Articles Marketmedia

Sizing Up SEFs

Written by Terry Flanagan | Nov 13, 2014 8:10:40 PM

The buy side remains ambivalent about swap execution facilities, viewing them on the one hand as a threat to their traditional OTC trading relationships but on the other as holding the potential for technological innovations as has occurred in other asset classes.

“The SEF mandate has added a horizontal model relative to the vertical model we have with futures,” Supurna VedBrat, managing director of electronic trading and market structure for BlackRock’s trading and liquidity strategy group, said during a panel discussion at Wednesday’s Sefcon V conference in New York. “The idea was that it would help to generate more product innovation, and not allow monopolies to form. We have protocols like RFQ and central limit order books in other markets, and those are now being thought through for trading interest-rate swaps.”

SEFs officially launched a year ago, and trading commenced in February with the Made Available to Trade (MAT) determinations. Since then, the SEF markets have become bifurcated, with dealer-to-consumer platforms such as Bloomberg competing with dealer-to-dealer platforms run largely by the interdealer brokers: BGC, GFI, Icap, Tradition, and Tullet Prebon.

Trading in interest rate swaps and other non-FRA (forward rate agreement) instruments reached $1.02 trillion in the week of Sept. 8, the highest level since June, according to the Futures Industry Association’s SEF Tracker. Tradeweb’s share of non-FRA volume peaked at 16.8% in the week of Sept. 8, a record for that SEF. BGC and Bloomberg also gained market share in non-FRA trading in September.

While the majority of buy-side users continue to prefer trading via name give up request for quote (RFQ), which is most similar to the old way of phone trading as is possible under the CFTC’s rules, the new market structure has only just started to take shape, with many opportunities still on the table for incumbent, inter-dealer broker and new entrant SEFs, according to Greenwich Associates.

“I’m a big believer in diversity of competition,” Yanfeng Chen, head of interest rate swap trading at Citadel Securities, said during Wednesday’s panel discussion. “There should be a diverse range of liquidity providers. There should be a diverse range of different SEFs. There should be a different range of execution methods, from fully name give up RFQ to fully anonymous CLOB. This will provide choices to end users.
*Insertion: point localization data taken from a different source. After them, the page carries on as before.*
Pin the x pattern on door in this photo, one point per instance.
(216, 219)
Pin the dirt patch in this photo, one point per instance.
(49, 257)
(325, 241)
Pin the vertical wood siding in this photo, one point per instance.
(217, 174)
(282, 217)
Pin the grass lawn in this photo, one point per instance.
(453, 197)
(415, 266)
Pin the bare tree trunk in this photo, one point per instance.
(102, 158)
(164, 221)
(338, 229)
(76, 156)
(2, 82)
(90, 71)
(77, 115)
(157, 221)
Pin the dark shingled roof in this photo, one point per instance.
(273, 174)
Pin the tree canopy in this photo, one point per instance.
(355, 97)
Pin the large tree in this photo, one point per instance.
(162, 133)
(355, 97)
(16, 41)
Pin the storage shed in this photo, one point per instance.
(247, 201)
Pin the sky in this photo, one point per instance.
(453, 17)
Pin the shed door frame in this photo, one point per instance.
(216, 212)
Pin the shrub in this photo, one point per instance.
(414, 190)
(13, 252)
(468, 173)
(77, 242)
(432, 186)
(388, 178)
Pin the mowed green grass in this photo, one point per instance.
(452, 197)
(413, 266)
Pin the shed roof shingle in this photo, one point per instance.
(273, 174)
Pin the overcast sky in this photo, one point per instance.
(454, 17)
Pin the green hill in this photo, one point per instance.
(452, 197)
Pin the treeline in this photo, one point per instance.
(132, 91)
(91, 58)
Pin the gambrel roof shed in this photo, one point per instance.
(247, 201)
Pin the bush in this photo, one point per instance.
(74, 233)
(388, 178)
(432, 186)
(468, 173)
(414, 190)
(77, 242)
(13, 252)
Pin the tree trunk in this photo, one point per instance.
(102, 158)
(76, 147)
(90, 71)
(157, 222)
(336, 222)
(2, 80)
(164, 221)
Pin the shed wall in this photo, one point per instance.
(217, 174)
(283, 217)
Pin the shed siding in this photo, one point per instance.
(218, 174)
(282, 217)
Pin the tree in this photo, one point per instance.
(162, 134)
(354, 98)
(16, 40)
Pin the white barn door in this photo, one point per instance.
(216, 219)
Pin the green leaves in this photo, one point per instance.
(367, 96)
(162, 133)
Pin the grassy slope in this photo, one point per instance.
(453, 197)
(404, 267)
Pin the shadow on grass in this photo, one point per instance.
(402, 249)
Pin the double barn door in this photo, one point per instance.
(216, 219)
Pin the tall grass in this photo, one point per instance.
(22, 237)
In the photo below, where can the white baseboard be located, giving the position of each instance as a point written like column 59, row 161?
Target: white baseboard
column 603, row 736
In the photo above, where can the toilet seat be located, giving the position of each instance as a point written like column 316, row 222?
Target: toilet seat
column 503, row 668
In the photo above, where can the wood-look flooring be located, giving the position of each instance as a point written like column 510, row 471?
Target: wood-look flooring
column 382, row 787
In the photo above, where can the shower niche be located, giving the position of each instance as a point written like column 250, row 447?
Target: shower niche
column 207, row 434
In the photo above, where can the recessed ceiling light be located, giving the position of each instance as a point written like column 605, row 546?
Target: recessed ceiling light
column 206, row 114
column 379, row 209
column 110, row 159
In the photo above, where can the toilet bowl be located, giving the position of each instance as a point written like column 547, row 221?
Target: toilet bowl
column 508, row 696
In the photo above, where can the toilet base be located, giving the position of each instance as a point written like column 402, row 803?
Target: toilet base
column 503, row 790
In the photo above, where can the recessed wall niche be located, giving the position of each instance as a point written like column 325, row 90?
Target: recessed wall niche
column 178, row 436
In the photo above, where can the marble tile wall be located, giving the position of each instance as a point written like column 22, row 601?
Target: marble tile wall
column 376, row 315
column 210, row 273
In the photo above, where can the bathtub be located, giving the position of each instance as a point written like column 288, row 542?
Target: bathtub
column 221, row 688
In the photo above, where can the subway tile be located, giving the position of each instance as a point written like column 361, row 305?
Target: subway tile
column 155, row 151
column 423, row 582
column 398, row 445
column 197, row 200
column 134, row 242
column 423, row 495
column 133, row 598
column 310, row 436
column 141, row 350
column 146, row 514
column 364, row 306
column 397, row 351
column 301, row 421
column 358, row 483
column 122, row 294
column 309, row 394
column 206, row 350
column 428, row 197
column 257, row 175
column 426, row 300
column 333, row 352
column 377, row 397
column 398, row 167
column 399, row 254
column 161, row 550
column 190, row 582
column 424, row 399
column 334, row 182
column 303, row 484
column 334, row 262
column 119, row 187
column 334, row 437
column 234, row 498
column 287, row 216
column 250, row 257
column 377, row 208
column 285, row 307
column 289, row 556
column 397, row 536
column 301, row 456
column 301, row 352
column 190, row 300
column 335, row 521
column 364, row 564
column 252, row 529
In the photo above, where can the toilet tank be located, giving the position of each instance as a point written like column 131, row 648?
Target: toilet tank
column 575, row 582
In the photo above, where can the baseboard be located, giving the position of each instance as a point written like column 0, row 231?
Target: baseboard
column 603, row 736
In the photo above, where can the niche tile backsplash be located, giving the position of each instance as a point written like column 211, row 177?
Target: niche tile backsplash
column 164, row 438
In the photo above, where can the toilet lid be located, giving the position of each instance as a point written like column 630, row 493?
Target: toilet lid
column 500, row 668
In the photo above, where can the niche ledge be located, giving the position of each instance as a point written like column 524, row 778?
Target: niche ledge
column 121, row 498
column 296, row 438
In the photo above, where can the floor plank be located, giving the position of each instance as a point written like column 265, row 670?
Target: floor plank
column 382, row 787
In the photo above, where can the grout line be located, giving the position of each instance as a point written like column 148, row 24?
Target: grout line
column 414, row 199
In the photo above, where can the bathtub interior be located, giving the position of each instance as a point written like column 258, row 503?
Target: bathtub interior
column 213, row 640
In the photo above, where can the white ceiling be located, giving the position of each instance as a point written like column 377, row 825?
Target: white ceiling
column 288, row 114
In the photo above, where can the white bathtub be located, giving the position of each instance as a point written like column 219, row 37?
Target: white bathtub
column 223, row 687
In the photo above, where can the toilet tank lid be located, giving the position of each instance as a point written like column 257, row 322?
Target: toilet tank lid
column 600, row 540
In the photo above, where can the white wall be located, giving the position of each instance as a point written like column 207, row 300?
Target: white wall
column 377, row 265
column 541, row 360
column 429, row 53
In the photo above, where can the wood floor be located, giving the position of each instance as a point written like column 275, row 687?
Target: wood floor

If you believe that by giving up your name you’ll get a better price then you can use RFQ. If you like the fully anonymous CLOB then you have an option.”

The majority of new OTC derivatives electronic infrastructure will continue to be built or made available as independent communities, so it’s vital for OTC derivatives market participants to join these communities as soon as is possible, according to Aite Group.

"Despite shared infrastructure and open standards, market participants must be the ones to demand integration of electronic OTC derivatives systems into front ends and GUIs," said David Weiss, senior analyst in institutional securities & investments at Aite Group, said in a release.

"Such integration is now lagging behind what market participants have taken for granted for decades in listed markets, and desktop real estate is already at a premium, so much work still needs to be done."

It’s incumbent on the buy side to make itself more efficient in the way it accesses OTC liquidity, VedBrat said. “Granted it’s fragmented, and that’s where technology partners and trading technologies becomes instrumental in making it efficient for us to trade,” she said.

The goal, VedBrat said, is to be able to “tap into some of the D2D liquidity that was traditionally separate from D2C liquidity."